Come one, be brave this one time, it does not have to take long. I just need to feel you inside me now. With a lusty tone to my voice.....let's show em' how it is done.
Grabbing my arms he easily lifts me off of him. Holding onto me, kisses me deeply then guides me to the car door. Get in. We will be at my place in no time.
One settled into the cat, I get a taste of what is to come. We kiss deeply, lighting our passion. His hand searches my body, and finally slips under my skirt. Move my own between his legs and the apparent desire fills my hand. I am cascading into the passion of our kiss and my mind is spiraling out of control. I only feel hot desire and the passion to be set loose. He gently pushes me back into my seat and starts the car without a word.
After a quick drive-by tour of the town, pointing out highlights along the way, we arrive at this apartment. Opening the door for me, I step in and my first sense of the pace is -- coziness. It is overstuffed but that is not surprising.
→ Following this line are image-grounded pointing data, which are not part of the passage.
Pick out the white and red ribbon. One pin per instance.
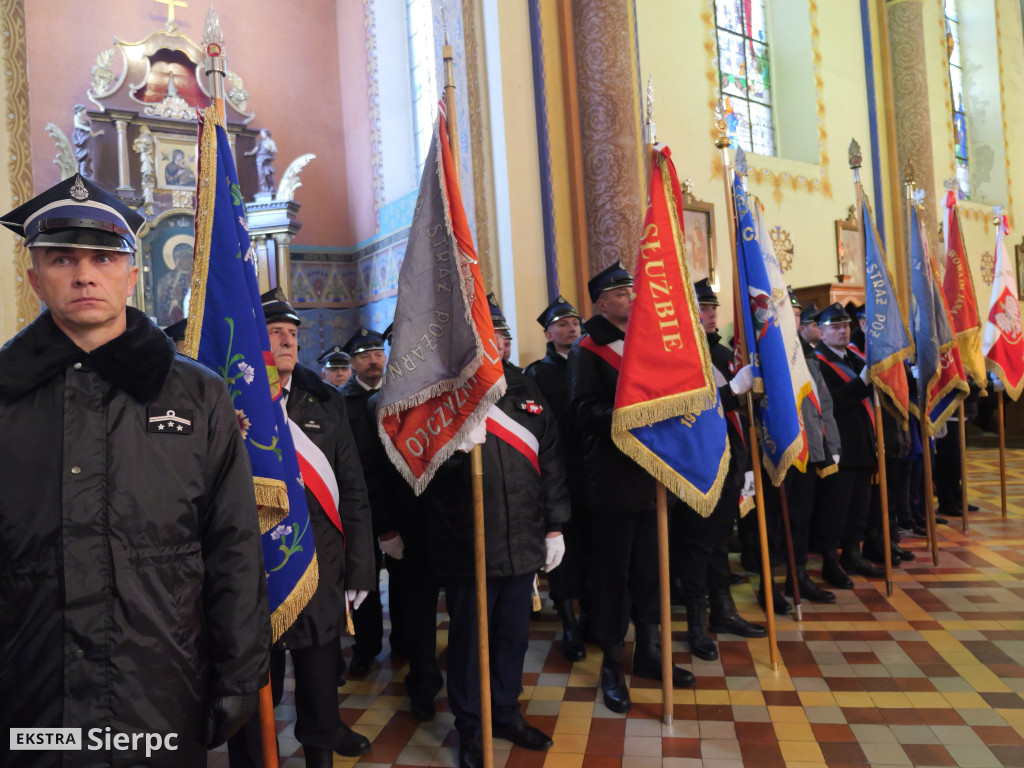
(504, 427)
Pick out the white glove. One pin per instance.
(475, 437)
(554, 551)
(742, 382)
(749, 488)
(393, 546)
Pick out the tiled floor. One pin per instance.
(933, 676)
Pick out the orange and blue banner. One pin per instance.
(887, 339)
(444, 371)
(226, 332)
(762, 306)
(668, 416)
(939, 370)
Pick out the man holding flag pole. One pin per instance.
(1004, 342)
(940, 375)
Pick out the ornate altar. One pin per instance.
(137, 137)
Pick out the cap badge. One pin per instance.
(78, 190)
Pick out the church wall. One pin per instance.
(289, 57)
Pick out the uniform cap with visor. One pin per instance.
(76, 213)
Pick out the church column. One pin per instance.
(913, 125)
(609, 120)
(124, 184)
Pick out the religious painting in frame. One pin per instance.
(168, 245)
(849, 252)
(698, 230)
(177, 158)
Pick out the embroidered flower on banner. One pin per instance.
(244, 422)
(248, 372)
(280, 531)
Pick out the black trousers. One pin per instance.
(508, 630)
(841, 510)
(946, 471)
(413, 606)
(624, 583)
(701, 546)
(317, 722)
(800, 488)
(368, 621)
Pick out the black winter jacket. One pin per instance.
(345, 562)
(520, 506)
(614, 481)
(131, 573)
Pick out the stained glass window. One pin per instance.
(744, 73)
(956, 92)
(424, 75)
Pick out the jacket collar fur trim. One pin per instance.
(137, 361)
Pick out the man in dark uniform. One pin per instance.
(132, 573)
(525, 504)
(701, 544)
(335, 367)
(366, 349)
(822, 460)
(621, 501)
(344, 555)
(842, 508)
(562, 328)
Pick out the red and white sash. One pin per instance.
(504, 427)
(317, 474)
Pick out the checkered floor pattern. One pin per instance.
(933, 676)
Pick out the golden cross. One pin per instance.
(171, 5)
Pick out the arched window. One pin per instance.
(956, 92)
(424, 75)
(744, 73)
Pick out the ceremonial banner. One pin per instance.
(957, 287)
(668, 417)
(444, 371)
(1004, 345)
(939, 368)
(887, 338)
(226, 332)
(800, 376)
(764, 312)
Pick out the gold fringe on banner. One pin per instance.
(289, 610)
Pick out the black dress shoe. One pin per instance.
(470, 752)
(359, 665)
(616, 695)
(350, 743)
(779, 604)
(857, 563)
(833, 572)
(696, 632)
(904, 555)
(522, 734)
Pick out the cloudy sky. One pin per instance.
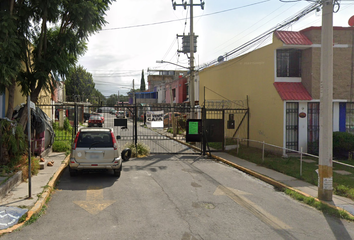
(140, 32)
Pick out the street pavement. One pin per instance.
(44, 182)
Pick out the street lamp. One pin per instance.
(191, 84)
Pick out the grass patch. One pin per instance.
(36, 216)
(61, 146)
(319, 205)
(343, 185)
(218, 145)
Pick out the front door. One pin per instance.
(292, 123)
(313, 127)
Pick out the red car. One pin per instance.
(95, 121)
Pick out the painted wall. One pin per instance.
(250, 75)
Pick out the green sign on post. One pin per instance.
(193, 127)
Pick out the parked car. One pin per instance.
(120, 114)
(95, 149)
(99, 114)
(95, 121)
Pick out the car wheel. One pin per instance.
(73, 172)
(117, 172)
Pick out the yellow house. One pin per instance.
(281, 82)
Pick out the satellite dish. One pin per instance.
(351, 21)
(220, 58)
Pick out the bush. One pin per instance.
(55, 125)
(141, 149)
(67, 126)
(13, 143)
(343, 143)
(61, 146)
(34, 166)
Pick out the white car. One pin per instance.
(95, 149)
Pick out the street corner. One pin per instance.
(10, 216)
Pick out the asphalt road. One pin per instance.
(177, 197)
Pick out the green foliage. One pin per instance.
(41, 40)
(34, 166)
(80, 83)
(67, 125)
(141, 150)
(343, 143)
(12, 141)
(61, 146)
(55, 125)
(182, 123)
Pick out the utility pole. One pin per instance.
(325, 170)
(191, 59)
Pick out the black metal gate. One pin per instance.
(222, 127)
(160, 127)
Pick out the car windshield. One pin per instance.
(94, 139)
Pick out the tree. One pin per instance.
(142, 82)
(113, 99)
(79, 84)
(12, 46)
(56, 37)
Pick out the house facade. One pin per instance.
(282, 84)
(161, 82)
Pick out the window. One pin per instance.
(349, 123)
(288, 63)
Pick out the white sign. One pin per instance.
(327, 183)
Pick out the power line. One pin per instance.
(293, 19)
(183, 19)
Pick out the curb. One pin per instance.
(10, 183)
(42, 199)
(265, 178)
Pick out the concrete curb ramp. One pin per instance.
(42, 199)
(266, 178)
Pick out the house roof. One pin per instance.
(292, 91)
(293, 38)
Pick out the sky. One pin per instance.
(140, 32)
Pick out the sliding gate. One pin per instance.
(160, 128)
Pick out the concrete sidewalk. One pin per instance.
(281, 180)
(18, 198)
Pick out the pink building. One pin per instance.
(179, 90)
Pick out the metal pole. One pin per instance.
(191, 82)
(301, 161)
(29, 145)
(172, 113)
(325, 184)
(134, 113)
(263, 151)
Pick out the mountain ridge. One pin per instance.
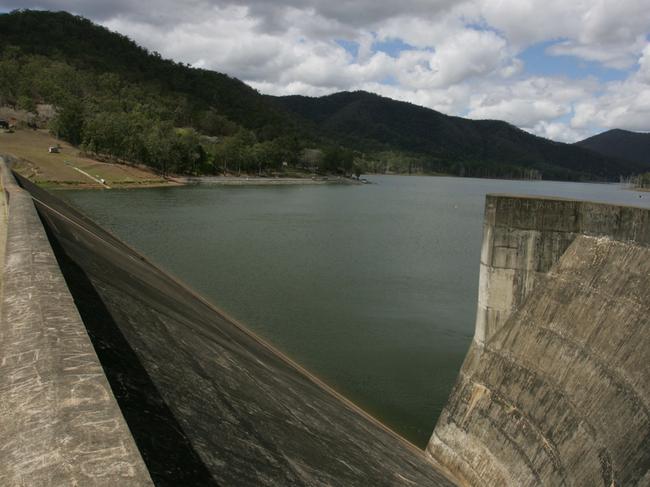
(628, 145)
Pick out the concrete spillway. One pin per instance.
(206, 402)
(114, 373)
(555, 389)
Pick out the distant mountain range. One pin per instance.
(66, 60)
(630, 146)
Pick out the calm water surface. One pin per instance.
(373, 287)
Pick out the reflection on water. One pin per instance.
(371, 287)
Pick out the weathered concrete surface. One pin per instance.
(59, 422)
(251, 415)
(559, 392)
(523, 237)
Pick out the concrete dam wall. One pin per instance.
(555, 388)
(206, 401)
(113, 372)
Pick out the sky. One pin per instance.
(561, 69)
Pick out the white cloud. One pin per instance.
(463, 59)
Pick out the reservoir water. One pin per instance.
(373, 287)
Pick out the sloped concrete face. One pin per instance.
(558, 393)
(59, 421)
(253, 417)
(524, 237)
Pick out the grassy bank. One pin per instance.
(69, 169)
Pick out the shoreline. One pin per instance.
(259, 181)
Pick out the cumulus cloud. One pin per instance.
(623, 104)
(461, 57)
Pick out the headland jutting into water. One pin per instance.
(115, 373)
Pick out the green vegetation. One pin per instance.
(402, 137)
(117, 101)
(631, 146)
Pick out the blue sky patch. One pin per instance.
(538, 62)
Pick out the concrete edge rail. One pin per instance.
(59, 421)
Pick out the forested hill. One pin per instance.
(473, 147)
(74, 40)
(115, 99)
(631, 146)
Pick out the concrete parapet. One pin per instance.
(524, 237)
(556, 389)
(59, 421)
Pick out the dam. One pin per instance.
(115, 372)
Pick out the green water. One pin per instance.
(372, 287)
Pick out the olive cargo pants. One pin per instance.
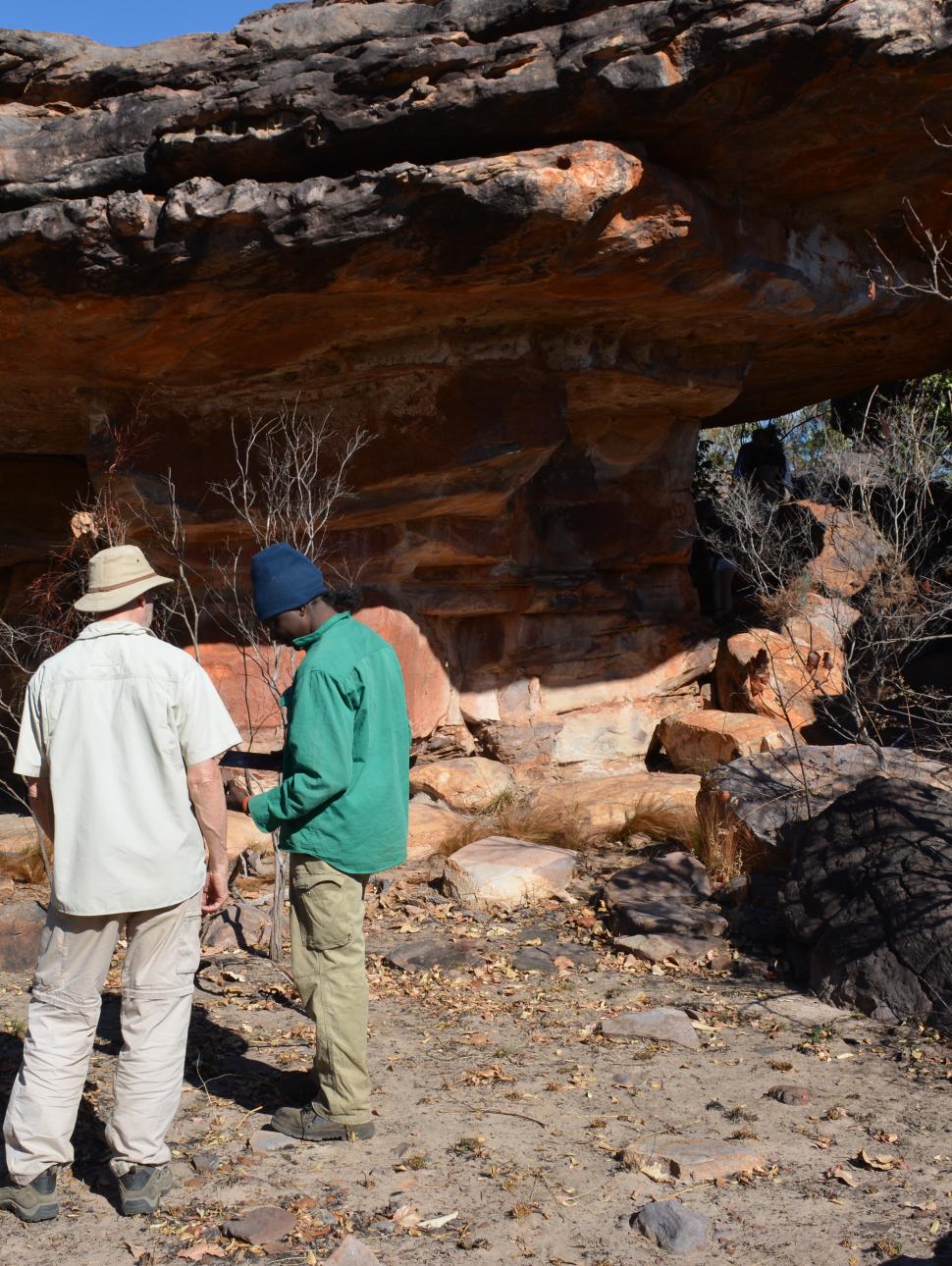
(330, 970)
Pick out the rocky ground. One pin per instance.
(510, 1127)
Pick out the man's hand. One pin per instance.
(215, 890)
(235, 797)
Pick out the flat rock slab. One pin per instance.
(465, 782)
(426, 955)
(504, 873)
(267, 1225)
(700, 740)
(693, 1160)
(21, 930)
(352, 1252)
(429, 828)
(672, 1226)
(677, 876)
(604, 804)
(671, 917)
(660, 1025)
(685, 951)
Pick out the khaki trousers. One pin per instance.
(330, 970)
(161, 961)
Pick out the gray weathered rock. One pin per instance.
(869, 898)
(672, 1226)
(660, 1025)
(267, 1225)
(759, 797)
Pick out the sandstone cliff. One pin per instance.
(529, 244)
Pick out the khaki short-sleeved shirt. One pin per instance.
(114, 720)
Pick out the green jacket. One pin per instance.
(344, 795)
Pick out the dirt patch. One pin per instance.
(502, 1113)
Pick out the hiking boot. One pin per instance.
(308, 1125)
(142, 1188)
(35, 1200)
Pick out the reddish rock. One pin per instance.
(467, 782)
(501, 872)
(604, 806)
(431, 827)
(21, 932)
(698, 741)
(21, 857)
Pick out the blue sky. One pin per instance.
(126, 22)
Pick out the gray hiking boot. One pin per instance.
(142, 1188)
(35, 1200)
(308, 1125)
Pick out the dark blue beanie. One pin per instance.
(283, 580)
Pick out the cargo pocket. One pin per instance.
(188, 951)
(320, 905)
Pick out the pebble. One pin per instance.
(789, 1094)
(262, 1226)
(672, 1226)
(352, 1252)
(660, 1025)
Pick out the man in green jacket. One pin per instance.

Oh, I nearly forgot, I brought you a little house-warming present!!! I reach into my bag and I pull out a box. He takes it from me, glancing sidelong at me. I know he does not like to receive gifts. It embarrasses him for some reason.
It is really nothing, I assure you, I made it myself so you know it did not cost much. We sit on the couch and he opens the box. Inside is a hand-bound leather journal. I have always encouraged him to write. He has much to say, to express. I feel he should write it down, if only for his son to read one day, far into the future.
It is a personal journal....not a diary....but a place to write down feelings, memories of your family, and your personal life. Your parents and grandparents lives. What they went through, what you went through. Anything!!! You do not need to eloquent or philosophical; as a matter of fact it is best if it is in your own speaking style. There are no rules when writing in a journal. I explain. Fill it with what is in your hear and heart. Teach what you have learned the hard way. Put down your hopes and the dreams for your son and for their children. Then put it away for them to read and cherish one day.